Molecular docking (MD) studies of an Intramolecular Charge Transfer (ICT) dye, 4-Dicyanomethylene2,6-Dimethyl-4-Hpyran (DDP) dye with a globular protein, ovalbumin (OVA) were carried out in the presence of antibiotic drug, tetracycline (TTC). OVA is classified as a globular protein and the binding stability of OVA-DDP versus OVA-TTC was ascertained from energetics (docking of protein-dye/drug) and molecular interaction parameters existing between the host and guest molecule. OVA is the host molecule and the drug and dye are the guest molecule under considerations. MD studies reveals the location of DDP dye in five distinguishably different active binding sites of OVA corresponding to various sub domains and the binding energy of dye differs significantly based on the conformers generated.
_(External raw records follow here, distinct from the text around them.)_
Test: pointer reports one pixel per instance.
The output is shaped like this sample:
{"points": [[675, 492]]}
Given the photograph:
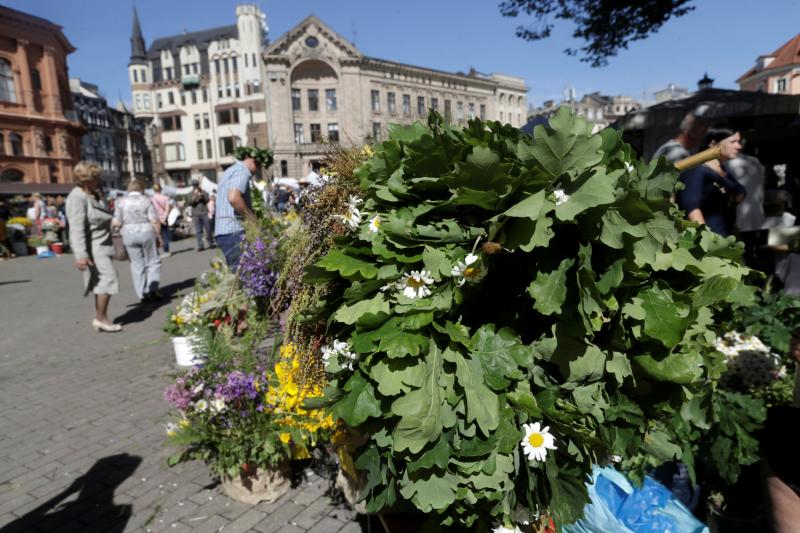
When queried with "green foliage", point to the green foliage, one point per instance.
{"points": [[591, 316]]}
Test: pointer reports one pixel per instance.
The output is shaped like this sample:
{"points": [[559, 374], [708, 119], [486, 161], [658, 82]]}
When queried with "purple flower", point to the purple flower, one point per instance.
{"points": [[256, 268], [178, 395]]}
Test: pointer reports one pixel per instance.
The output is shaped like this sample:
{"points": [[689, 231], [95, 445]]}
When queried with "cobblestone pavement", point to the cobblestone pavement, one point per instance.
{"points": [[82, 417]]}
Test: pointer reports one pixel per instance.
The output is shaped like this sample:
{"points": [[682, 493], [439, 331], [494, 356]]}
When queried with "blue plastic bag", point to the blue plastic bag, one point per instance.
{"points": [[617, 506]]}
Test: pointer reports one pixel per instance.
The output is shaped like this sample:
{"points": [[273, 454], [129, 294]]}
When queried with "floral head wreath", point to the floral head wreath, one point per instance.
{"points": [[262, 156]]}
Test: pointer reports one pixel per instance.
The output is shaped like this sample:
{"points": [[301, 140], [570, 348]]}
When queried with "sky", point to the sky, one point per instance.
{"points": [[720, 37]]}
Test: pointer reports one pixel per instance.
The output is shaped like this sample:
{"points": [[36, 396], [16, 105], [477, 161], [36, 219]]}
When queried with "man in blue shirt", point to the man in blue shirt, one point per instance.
{"points": [[233, 201]]}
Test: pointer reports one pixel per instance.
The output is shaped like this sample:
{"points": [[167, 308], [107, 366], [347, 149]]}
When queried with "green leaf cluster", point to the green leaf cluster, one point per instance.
{"points": [[594, 319]]}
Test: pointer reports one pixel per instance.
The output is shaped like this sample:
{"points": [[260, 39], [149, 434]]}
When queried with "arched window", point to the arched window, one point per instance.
{"points": [[11, 174], [15, 140], [8, 92]]}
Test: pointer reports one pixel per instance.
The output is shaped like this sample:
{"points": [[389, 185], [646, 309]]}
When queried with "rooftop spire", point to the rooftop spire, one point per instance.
{"points": [[138, 53]]}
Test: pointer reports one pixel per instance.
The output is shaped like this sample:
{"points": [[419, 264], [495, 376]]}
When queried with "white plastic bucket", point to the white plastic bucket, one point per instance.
{"points": [[184, 352]]}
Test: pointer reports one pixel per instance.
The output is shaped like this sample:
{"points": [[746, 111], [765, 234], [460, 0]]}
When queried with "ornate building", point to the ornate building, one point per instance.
{"points": [[321, 88], [205, 92], [777, 73], [200, 94], [39, 132], [113, 137]]}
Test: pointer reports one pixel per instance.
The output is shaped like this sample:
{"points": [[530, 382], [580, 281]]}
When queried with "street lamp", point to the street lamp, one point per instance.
{"points": [[705, 82]]}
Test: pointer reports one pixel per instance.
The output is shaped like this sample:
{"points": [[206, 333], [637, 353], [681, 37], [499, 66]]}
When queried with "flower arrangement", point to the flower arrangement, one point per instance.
{"points": [[526, 308], [22, 222], [223, 419], [256, 268]]}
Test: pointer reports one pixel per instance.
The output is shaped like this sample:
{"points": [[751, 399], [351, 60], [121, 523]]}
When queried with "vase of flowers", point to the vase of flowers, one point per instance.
{"points": [[224, 419]]}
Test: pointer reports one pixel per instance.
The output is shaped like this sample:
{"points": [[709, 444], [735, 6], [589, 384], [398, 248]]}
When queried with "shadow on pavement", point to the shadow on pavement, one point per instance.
{"points": [[93, 510], [143, 311]]}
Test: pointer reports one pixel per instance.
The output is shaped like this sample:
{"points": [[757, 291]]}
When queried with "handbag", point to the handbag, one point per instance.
{"points": [[120, 252]]}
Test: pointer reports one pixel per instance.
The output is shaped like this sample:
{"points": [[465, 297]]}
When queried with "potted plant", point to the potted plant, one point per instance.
{"points": [[223, 419]]}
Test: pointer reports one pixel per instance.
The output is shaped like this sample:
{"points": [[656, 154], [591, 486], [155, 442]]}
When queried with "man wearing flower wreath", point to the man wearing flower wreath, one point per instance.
{"points": [[233, 200]]}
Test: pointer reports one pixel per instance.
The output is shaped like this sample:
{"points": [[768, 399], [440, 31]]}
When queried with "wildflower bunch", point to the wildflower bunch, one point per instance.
{"points": [[257, 268]]}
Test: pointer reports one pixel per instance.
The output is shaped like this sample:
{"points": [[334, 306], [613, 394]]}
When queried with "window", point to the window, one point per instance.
{"points": [[171, 123], [333, 132], [316, 133], [8, 92], [376, 101], [227, 145], [330, 99], [313, 100], [174, 152], [295, 99], [228, 116], [15, 140]]}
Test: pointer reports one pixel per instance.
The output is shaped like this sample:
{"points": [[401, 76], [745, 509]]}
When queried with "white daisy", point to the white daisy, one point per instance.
{"points": [[469, 270], [217, 405], [506, 529], [560, 196], [201, 406], [415, 284], [375, 224], [537, 441], [339, 351]]}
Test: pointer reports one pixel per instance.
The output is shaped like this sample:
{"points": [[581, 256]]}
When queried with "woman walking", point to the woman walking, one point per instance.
{"points": [[90, 239], [137, 217]]}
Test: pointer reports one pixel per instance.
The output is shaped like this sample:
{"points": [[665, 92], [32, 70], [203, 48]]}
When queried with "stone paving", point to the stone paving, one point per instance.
{"points": [[82, 418]]}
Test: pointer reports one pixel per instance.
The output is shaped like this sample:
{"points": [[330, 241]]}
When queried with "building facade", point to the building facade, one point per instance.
{"points": [[113, 138], [39, 131], [775, 73], [321, 88], [201, 95], [599, 109]]}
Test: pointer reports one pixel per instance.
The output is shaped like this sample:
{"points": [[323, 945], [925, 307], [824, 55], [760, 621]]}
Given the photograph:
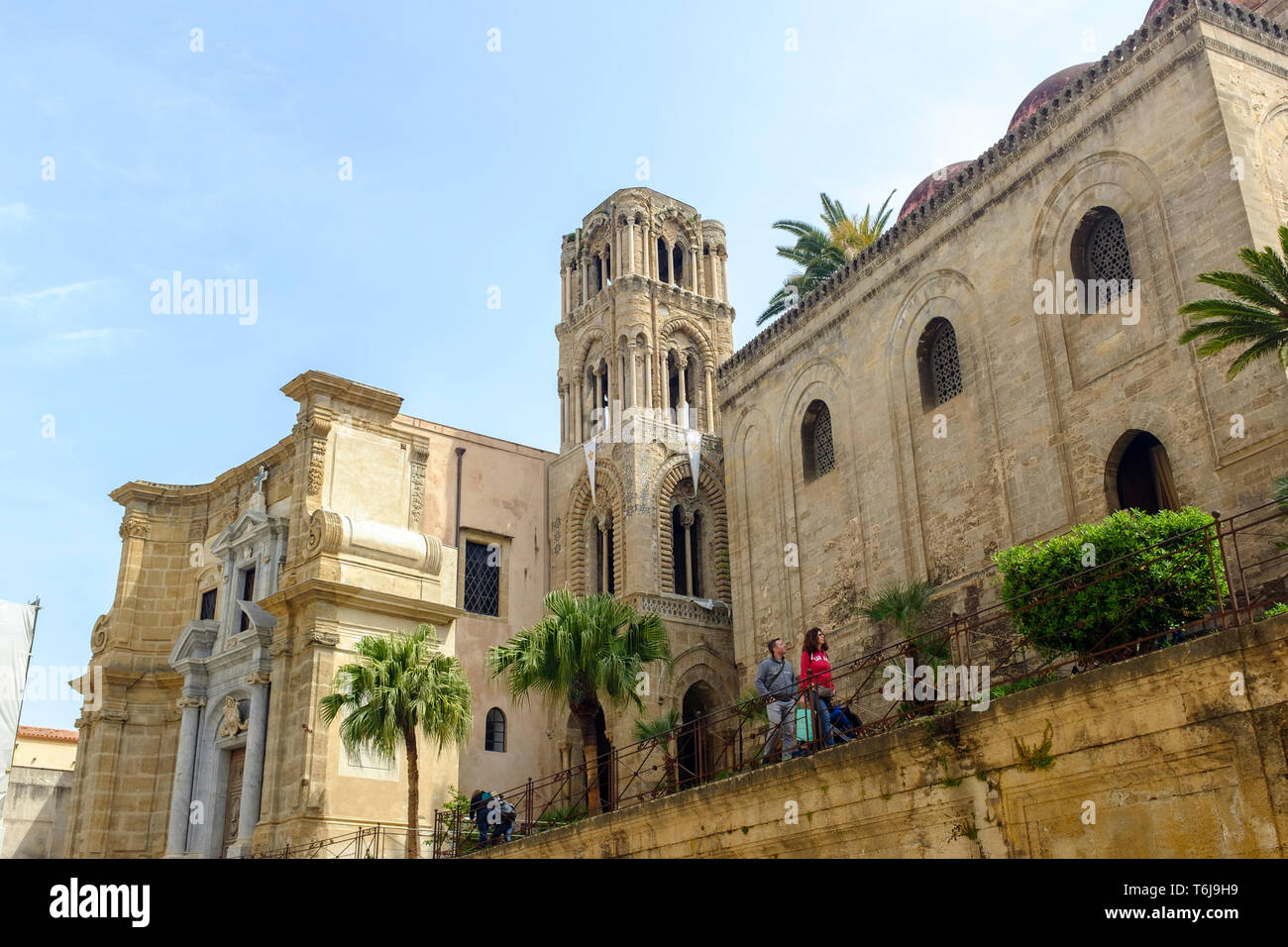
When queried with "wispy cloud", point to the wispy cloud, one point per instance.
{"points": [[80, 344], [13, 215]]}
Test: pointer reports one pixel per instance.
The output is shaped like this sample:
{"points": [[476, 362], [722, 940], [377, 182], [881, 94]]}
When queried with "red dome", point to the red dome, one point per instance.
{"points": [[1044, 91], [926, 189], [1159, 5]]}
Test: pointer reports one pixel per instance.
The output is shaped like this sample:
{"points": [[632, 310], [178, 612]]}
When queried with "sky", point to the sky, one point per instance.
{"points": [[381, 171]]}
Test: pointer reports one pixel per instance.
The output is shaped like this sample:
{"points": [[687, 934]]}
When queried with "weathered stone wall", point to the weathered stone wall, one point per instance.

Similarly, the drug is bound to several sub domains of OVA such the co-existence of eight different unique conformers is visualized among which TTC is bound to four active sites. Docking studies reveals TTC-OVA complex is relatively less stable than DDP-OVA complex even though the stability is attributed to several conventional hydrogen-bonding (HB) interactions existing between TTC and amino acid (AA) residues of OVA. TTC predominantly acts as a HB acceptor and the AA residues as the donor. The extent of HB interactions predominates over hydrophobic interactions in TTC-OVA compared to DDP-OVA complex. Interestingly, docking of TTC to DDP-OVA complex results in an enhanced stability of the dye-protein complex. Interestingly, there exist no direct binding of dye with drug when docked simultaneously. Both dye and drug reside far apart from each other in conformationally distinct active sites of OVA is authenticated. MD studies further, elucidates that DDP dye is bound to several AA residues through conventional and non-conventional HB interactions accompanied with hydrophobic interactions, π -π, π -alkyl interactions and weak van der Waals forces such that the presence of drug does not destabilize the complex, rather promote more binding interactions. MD is used as an efficient tool and non-evasive technique in establishing the stability of two distinct guest molecules competing with same host molecule (protein) is imparted in the present study.